Книга Можно и нельзя, страница 253. Автор книги Виктория Токарева

Разделитель для чтения книг в онлайн библиотеке

Онлайн книга «Можно и нельзя»

Cтраница 253

Я чувствовала себя виноватой.

— И еще… — сказала Лида. — Меня муж обманул…

Я обрадовалась, что Лида дала мне вторую попытку, на которой я могла бы как-то реабилитироваться.

— Мы с ним не были расписаны, но жили вместе пятнадцать лет. Детей воспитывали. Мы так хорошо жили… А потом он влюбился в одну и расписался с ней. А мне ничего не сказал. Жил то тут, то там… Я только через полгода узнала. Спрашиваю: это правда? Он говорит: правда. Я говорю: ну и иди к ней.

— А он?

— Ушел. А сейчас обратно просится.

Лида посмотрела на меня. Ее глаза были будто вымыты страданием.

— Я хочу спросить: пускать мне его обратно или нет?

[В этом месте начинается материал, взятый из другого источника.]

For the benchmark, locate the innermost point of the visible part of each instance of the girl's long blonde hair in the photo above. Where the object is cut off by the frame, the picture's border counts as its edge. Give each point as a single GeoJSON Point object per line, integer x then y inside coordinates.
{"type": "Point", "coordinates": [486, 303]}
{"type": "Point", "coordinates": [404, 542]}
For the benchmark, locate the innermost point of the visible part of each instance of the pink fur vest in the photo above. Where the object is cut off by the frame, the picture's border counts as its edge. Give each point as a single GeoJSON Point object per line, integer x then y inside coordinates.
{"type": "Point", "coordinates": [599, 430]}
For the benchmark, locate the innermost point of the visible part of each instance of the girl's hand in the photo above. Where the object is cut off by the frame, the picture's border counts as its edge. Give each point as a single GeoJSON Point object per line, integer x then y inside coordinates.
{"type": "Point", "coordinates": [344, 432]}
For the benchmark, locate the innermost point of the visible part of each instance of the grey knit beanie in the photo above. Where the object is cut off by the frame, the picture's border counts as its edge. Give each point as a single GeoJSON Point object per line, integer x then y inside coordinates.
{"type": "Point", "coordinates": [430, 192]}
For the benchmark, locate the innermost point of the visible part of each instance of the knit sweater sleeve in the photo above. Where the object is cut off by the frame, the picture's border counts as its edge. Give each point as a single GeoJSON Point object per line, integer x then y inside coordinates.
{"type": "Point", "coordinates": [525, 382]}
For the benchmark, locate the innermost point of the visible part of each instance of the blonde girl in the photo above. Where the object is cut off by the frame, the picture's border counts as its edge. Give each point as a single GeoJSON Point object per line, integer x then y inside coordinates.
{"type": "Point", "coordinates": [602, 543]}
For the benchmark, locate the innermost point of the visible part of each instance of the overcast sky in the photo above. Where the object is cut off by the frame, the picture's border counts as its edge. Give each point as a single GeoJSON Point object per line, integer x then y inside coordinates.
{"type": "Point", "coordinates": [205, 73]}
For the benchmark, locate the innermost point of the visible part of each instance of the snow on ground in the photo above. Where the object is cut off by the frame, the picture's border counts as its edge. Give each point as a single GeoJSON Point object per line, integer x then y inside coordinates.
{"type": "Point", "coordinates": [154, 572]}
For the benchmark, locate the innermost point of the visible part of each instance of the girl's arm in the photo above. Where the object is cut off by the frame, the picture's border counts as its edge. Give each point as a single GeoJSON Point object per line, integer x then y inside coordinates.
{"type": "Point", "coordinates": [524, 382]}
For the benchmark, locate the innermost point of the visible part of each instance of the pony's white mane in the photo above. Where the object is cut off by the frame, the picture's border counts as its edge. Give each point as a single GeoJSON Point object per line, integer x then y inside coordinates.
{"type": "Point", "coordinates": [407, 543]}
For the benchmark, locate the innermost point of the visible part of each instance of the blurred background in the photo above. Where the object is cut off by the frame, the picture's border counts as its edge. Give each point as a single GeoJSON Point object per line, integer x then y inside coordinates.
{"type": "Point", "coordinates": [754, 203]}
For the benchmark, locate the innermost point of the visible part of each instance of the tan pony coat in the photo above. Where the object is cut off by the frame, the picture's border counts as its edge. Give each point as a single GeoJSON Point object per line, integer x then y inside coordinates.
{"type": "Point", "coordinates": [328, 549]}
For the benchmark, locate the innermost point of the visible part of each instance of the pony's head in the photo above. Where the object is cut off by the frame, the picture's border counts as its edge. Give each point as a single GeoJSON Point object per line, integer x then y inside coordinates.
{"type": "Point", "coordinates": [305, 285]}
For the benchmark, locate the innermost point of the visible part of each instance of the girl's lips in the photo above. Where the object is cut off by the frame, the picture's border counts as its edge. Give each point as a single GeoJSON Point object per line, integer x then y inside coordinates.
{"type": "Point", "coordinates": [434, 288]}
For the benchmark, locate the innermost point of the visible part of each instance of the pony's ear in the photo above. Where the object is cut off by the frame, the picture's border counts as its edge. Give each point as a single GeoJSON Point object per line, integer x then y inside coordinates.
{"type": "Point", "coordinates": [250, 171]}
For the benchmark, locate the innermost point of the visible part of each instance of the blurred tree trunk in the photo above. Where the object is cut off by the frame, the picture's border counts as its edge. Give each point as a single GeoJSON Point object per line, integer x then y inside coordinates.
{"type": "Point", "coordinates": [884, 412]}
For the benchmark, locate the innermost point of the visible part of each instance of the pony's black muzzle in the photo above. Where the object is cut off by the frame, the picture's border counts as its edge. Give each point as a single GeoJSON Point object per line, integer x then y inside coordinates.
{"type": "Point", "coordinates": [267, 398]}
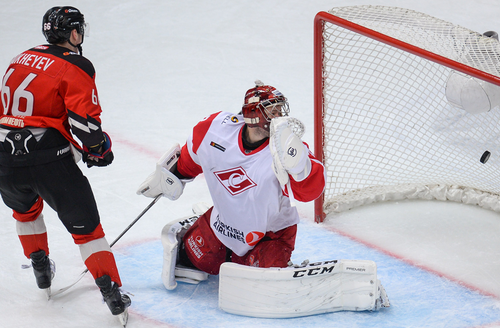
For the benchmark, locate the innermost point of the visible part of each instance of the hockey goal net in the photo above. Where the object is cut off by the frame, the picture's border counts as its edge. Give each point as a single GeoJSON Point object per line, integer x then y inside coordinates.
{"type": "Point", "coordinates": [405, 106]}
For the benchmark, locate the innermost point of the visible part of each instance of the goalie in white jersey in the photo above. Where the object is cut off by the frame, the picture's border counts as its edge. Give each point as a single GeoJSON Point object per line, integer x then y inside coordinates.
{"type": "Point", "coordinates": [253, 171]}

— Это вы сами должны решить, — убежденно сказала я.

Лида опустила глаза в колени.

— Вы его любите? — расстроилась я.

— Я ему больше не верю.

— Тогда не пускайте.

Лида сморгнула слезу.

— А вы можете без него обойтись?

Лида потрясла головой и вытерла щеку ладонью.

— Тогда пустите.

— Я боюсь, он у меня половину площади отберет. Я ему не верю.

— Тогда не пускайте.

Лида стянула шапку и сунула в нее лицо.

Я отошла к окну и стала смотреть на улицу. За окном виднелся детский сад, похожий на оштукатуренный мавзолей. Во дворе бегали дети в цветных веселых демисезонных пальтишках. А мы с Лидой решали и не могли решить ее проблемы: мошенничество Потякина, предательство мужа.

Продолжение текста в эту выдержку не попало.